Для лечения „питеров“ применялась еще одна процедура, которая также требовала много воды. Дженни часто при ней ассистировала, так как пациент доставлял обычно массу хлопот: иногда его приходилось держать. Процедура была очень простая — через пенис и уретру пропускалось до ста кубических сантиметров жидкости, которая затем выливалась обратно. Надо сказать, что при всей своей простоте она действовала на нервы всем ее участникам. Прибор для промывания был изобретен неким врачом Валентином и соответственно получил название „ирригатор Валентина“. Со временем этот ирригатор был заменен более совершенным прибором, но сестры „Бостонской Милосердия“ еще долго называли эту процедуру „Валентиновым лечением“. Подходящее наказание для влюбленных греховодников, считала Дженни Филдз.

„Моя мать, — писал Гарп, — была отнюдь не романтической натурой“.

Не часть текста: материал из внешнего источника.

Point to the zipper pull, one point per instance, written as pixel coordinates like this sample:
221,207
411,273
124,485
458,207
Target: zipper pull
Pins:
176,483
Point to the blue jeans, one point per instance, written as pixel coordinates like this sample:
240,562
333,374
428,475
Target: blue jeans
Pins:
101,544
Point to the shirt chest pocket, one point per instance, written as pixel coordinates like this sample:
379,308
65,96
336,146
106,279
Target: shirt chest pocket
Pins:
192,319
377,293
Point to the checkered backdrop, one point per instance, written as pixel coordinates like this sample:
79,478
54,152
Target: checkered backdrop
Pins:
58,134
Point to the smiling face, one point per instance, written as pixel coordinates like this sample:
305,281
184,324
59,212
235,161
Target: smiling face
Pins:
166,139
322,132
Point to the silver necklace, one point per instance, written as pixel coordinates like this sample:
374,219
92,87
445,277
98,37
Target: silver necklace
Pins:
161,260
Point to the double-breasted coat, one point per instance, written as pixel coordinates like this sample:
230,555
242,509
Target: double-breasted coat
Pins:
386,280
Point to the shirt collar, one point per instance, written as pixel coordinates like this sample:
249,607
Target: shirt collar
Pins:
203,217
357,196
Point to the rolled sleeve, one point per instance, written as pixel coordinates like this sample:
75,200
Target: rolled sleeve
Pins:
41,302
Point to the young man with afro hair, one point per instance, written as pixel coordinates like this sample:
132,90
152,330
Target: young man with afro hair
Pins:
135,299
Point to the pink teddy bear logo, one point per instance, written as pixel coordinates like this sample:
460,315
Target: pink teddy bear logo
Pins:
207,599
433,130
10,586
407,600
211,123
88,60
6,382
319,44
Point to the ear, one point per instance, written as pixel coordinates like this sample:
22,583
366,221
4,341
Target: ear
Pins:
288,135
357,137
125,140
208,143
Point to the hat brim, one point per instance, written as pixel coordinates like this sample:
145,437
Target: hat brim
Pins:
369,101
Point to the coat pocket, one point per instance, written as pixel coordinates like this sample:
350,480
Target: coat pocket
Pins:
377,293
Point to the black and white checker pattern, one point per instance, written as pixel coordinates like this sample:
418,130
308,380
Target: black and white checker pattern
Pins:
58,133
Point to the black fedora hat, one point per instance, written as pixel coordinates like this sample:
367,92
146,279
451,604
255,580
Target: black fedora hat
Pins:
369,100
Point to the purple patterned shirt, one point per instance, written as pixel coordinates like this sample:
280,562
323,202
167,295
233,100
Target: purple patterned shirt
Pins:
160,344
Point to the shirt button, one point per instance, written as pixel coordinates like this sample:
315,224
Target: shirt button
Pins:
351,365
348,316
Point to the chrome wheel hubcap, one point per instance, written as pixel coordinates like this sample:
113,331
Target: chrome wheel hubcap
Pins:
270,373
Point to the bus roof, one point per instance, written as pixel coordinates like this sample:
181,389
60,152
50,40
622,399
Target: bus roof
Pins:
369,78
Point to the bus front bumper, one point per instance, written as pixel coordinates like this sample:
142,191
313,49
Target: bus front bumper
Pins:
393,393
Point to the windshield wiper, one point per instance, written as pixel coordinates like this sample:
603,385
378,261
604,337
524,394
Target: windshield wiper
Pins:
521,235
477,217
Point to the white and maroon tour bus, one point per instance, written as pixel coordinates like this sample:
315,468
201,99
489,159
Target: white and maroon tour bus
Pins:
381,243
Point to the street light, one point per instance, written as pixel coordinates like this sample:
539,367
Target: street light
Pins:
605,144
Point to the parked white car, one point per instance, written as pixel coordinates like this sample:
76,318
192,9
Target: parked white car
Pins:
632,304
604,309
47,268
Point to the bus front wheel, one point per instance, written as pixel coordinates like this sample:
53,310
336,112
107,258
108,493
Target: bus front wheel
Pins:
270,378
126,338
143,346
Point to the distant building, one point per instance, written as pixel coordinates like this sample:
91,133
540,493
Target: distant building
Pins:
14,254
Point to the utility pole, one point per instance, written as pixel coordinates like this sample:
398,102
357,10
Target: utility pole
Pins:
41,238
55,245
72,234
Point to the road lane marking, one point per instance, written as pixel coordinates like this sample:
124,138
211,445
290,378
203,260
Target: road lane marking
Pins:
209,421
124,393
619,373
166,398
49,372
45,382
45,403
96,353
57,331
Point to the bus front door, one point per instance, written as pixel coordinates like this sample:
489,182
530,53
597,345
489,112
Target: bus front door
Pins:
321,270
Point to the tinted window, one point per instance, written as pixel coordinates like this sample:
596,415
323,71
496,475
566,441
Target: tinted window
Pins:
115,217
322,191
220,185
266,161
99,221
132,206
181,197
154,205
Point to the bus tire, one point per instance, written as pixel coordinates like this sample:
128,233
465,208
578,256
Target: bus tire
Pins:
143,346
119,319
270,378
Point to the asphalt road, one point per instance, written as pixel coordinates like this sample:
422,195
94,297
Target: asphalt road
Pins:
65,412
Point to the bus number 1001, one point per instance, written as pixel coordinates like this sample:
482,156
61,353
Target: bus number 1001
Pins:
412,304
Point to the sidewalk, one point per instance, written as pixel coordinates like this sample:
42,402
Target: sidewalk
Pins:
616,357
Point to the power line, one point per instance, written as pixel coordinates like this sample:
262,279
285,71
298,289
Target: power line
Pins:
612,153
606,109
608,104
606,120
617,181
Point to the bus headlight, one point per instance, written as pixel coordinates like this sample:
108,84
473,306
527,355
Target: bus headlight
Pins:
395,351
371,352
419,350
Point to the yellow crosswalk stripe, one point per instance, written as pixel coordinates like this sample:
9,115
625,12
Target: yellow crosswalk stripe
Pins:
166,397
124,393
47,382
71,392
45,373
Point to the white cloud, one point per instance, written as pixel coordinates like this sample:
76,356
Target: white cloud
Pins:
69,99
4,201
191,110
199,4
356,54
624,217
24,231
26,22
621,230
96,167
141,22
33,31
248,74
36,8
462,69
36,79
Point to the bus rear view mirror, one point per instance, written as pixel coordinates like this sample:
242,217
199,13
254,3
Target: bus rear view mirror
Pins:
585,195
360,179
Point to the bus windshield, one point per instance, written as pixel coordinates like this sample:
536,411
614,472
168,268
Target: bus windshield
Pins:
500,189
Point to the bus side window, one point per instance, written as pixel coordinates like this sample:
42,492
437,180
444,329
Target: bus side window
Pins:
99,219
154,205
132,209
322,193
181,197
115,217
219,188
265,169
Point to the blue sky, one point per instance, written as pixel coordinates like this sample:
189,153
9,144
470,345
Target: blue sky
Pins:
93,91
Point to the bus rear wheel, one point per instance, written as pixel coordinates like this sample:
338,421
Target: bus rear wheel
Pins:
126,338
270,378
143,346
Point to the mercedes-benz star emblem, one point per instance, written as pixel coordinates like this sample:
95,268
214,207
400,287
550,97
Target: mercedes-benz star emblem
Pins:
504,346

Когда солдат в кинотеатре начал к ней придвигаться, Дженни Филдз подумала, что ему не помешало бы „Валентиново лечение“. Но, к сожалению, она не носила с собой ирригатор. К тому же для этой операции требуется, по меньшей мере, согласие пациента. А вот что у нее с собой было, так это скальпель; с ним она никогда не расставалась. У него был отколот самый кончик: то ли его уронили на пол, то ли в раковину, словом, для сложных операций он не годился. Скальпель был очень острый и постоянно разрезал шелковые кармашки в сумке. Тогда она нашла футляр от градусника и верхней половинкой, как колпачком авторучки, закрыла лезвие. Именно этот колпачок она и сняла, когда солдат подсел к ней и небрежно облокотился на подлокотник, который был — вот ведь какая глупость! — один на два кресла. Его длинная рука, свешивавшаяся с подлокотника, вздрагивала, как бока лошади, отгоняющей мух. Дженни в одной руке держала скальпель на дне сумки, а другой крепко прижимала сумку к себе. Ей представлялось, что платье медсестры сверкает, как священный щит, и что именно белизна притягивает этого хищного извращенца.